Transition de phase :de cohésif à fragmenté
Dans leur modèle social simple, les chercheurs en complexité combinent homophilie et SBT avec le principe physique de minimisation de l'énergie. « Nous appliquons cela aux sociétés et disons :les gens dans les sociétés recherchent l'état de moindre stress social, " dit Thurner. " Et ici, nous voyons clairement deux états de phase sociale :Soit il est cohérent, ce qui signifie qu'il y a cohésion et échange et que la coopération peut avoir lieu, ou la société se désintègre en petites bulles de personnes partageant les mêmes idées. Bien qu'ils s'entendent bien alors, une communication constructive à travers les bulles n'est plus possible. Fragments de société."
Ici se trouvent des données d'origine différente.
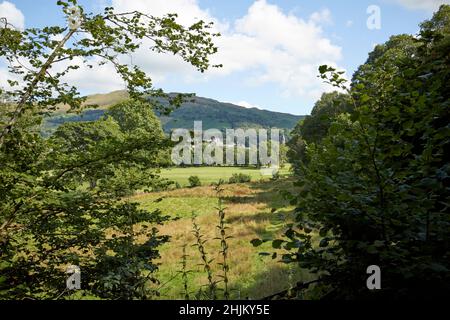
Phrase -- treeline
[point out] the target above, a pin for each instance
(373, 170)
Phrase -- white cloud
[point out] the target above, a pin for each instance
(246, 104)
(429, 5)
(266, 46)
(13, 15)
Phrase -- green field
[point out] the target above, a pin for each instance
(249, 214)
(210, 175)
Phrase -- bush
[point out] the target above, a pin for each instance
(194, 181)
(239, 178)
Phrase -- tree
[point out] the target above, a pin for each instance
(48, 219)
(376, 190)
(315, 127)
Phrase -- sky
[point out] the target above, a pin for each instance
(270, 49)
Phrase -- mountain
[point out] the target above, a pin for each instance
(212, 113)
Trop de contacts sociaux mènent au point de basculement
La transition, disent les chercheurs, est brusque. Mais qu'est-ce qui cause le pourboire ? Dans la transition de phase de l'eau, c'est la température; dans les sociétés, selon leur théorie, le point de basculement est le nombre de contacts que les gens ont. Grâce à internet, smartphones et réseaux sociaux, ce nombre a explosé ces dernières années. « Il y a quelques décennies, nous avons dû partager notre ligne téléphonique avec d'autres ménages. Ensuite, chaque foyer avait une ligne; plus tard, chaque personne avait son propre téléphone. Aujourd'hui, les smartphones nous connectent avec des gens partout dans le monde à tout moment et simultanément via de nombreux canaux, " explique Thurner.
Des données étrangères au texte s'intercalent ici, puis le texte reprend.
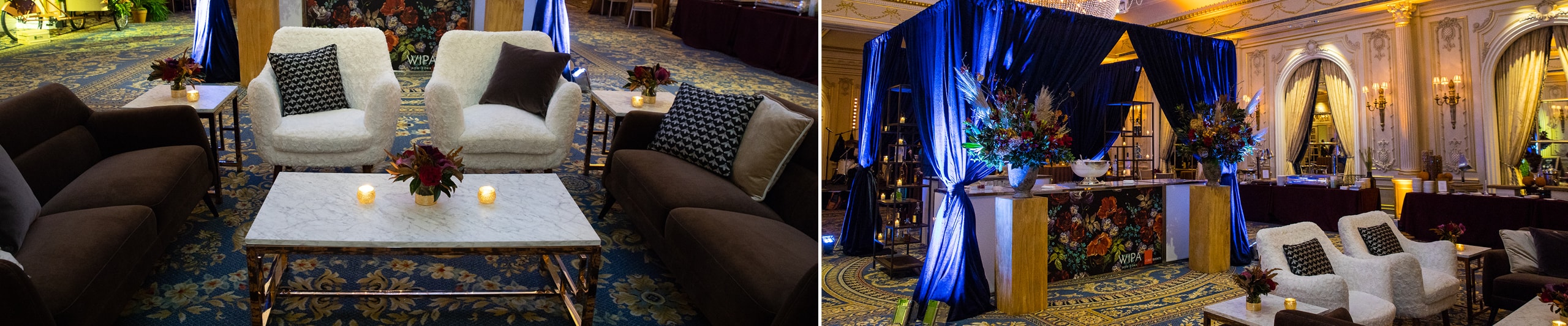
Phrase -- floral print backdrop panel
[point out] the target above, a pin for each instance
(413, 27)
(1096, 232)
Cela devient un problème pour le bien-être des individus. "Désaccords en petits groupes, par exemple, litiges avec deux personnes sur 10 dans une famille élargie, sont quelque chose que nous pouvons gérer assez bien, " dit Tuan Pham. " Mais si 20 personnes sur 100 sont soudainement contre moi, Je ne peux pas le supporter. En conséquence, J'éviterai ces 20 à l'avenir. Au lieu, Je resterai dans mes propres bulles sociales. C'est particulièrement facile dans le monde en ligne. » Si de nombreuses personnes le font en même temps, la fragmentation automatique observée dans le nouveau modèle social se produit. "C'est aussi certain qu'une loi de la nature, " dit Thurner.
Les démocraties en danger
Si les hypothèses sociologiques de base sont correctes, Le président du CSH, Thurner, voit un énorme problème qui pourrait mettre en danger nos démocraties ainsi que la gestion de défis massifs tels que la crise climatique ou les futures pandémies. "Si les gens restent dans leurs bulles et ne sont plus disposés à quitter ces zones de confort, Comment sommes-nous, en tant que société, censés négocier des questions importantes et parvenir à des compromis qui sont à la base de toute démocratie ?" Les deux dernières élections américaines ou la propagation de plus en plus rapide des théories du complot montrent à quel point cette évolution est réelle et potentiellement explosive.
Mais que faire pour sauver la démocratie ? "Le moyen le plus efficace serait de réduire à nouveau considérablement les contacts - c'est complètement irréaliste, " dit Thurner. " Nous devons vraiment y penser de toute urgence. " Pour commencer, les chercheurs veulent tester leur modèle avec de grands ensembles de données.